Databricks Community

FedeRaimondi · ‎07-31-2025

I am receiving a weird error when trying to log an xgboost model using feature engineering api.

I was able to log the model correctly with classic mlflow.xgboost.log_model() without any issues but when I switched to feature store recommended approach I am not able to correctly log it.
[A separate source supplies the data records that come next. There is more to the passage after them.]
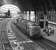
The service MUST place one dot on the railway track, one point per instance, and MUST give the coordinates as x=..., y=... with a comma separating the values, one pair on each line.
x=46, y=44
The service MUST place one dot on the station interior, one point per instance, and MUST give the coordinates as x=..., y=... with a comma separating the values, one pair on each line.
x=27, y=24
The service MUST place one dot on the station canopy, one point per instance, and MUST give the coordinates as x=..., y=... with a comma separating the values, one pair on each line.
x=13, y=9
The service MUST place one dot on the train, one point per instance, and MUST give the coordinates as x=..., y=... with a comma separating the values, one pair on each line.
x=29, y=28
This is the error I get, quite weird since I am not passing any code_path argument:

TypeError: log_model() got an unexpected keyword argument 'code_path'

I am using:

- Runtime: 15.4.x-cpu-ml-scala2.12

- mlflow: '3.1.4'

- databricks-feature-store: '0.17.0'

- xgboost: '3.0.2'

Here below is the code (I believe I'm following all the right steps per documentation) :

mlflow.set_tracking_uri("databricks")
mlflow.set_registry_uri("databricks-uc")

# Read feature store from Unity Catalog
feature_store_name = "catalog.schema.name"
fe = FeatureEngineeringClient()
df_spark = fe.read_table(name=feature_store_name)

seed = 42
target = 'y'
features = ["list of features to use"]
columns_to_keep = ['CustomerID', target]
df_spark = df_spark.select(columns_to_keep)

# Create feature lookup
feature_lookups = [
    FeatureLookup(
      table_name=feature_store_name,
      feature_names=features,
      lookup_key=['CustomerID']
    )
  ]

# Create a training set
training_set = fe.create_training_set(df=df_spark, 
                                      feature_lookups=feature_lookups, 
                                      label=target,
                                      exclude_columns=['CustomerID'])

# Loading the training df
training_df = training_set.load_df()

# Split the data into training and test sets
training_df, test_df = training_df.randomSplit([0.8, 0.2], seed=seed)
training_df = training_df.toPandas()
test_df = test_df.toPandas()

with mlflow.start_run() as run:
    
    xgb_clf = XGBClassifier(colsample_bytree=0.05,
                            max_depth=3,
                            max_leaves=20,
                            eta=0.1,
                            n_estimators=10,
                            seed=seed)

    xgb_clf_model = xgb_clf.fit(training_df[features], training_df[target])

    # prediction
    train_pred = xgb_clf_model.predict_proba(training_df[features])[:, 1]
    test_pred = xgb_clf_model.predict_proba(test_df[features])[:, 1]

    # score
    auc_train = roc_auc_score(training_df[target], train_pred)
    auc_test = roc_auc_score(test_df[target], test_pred)

    # Log model
    fe.log_model(
        model=xgb_clf_model.get_booster(),
        artifact_path="model",
        flavor=mlflow.xgboost,
        training_set=training_set
        )

FedeRaimondi · ‎08-04-2025

There is a typo in the libraries versions: I was using databricks-feature-engineering version 0.13, by downgrading to databricks-feature-engineering==0.12.1 (current stable version as of today: 4th August 2025) the code above functions as expected.

View solution in original post

FedeRaimondi · ‎08-04-2025

There is a typo in the libraries versions: I was using databricks-feature-engineering version 0.13, by downgrading to databricks-feature-engineering==0.12.1 (current stable version as of today: 4th August 2025) the code above functions as expected.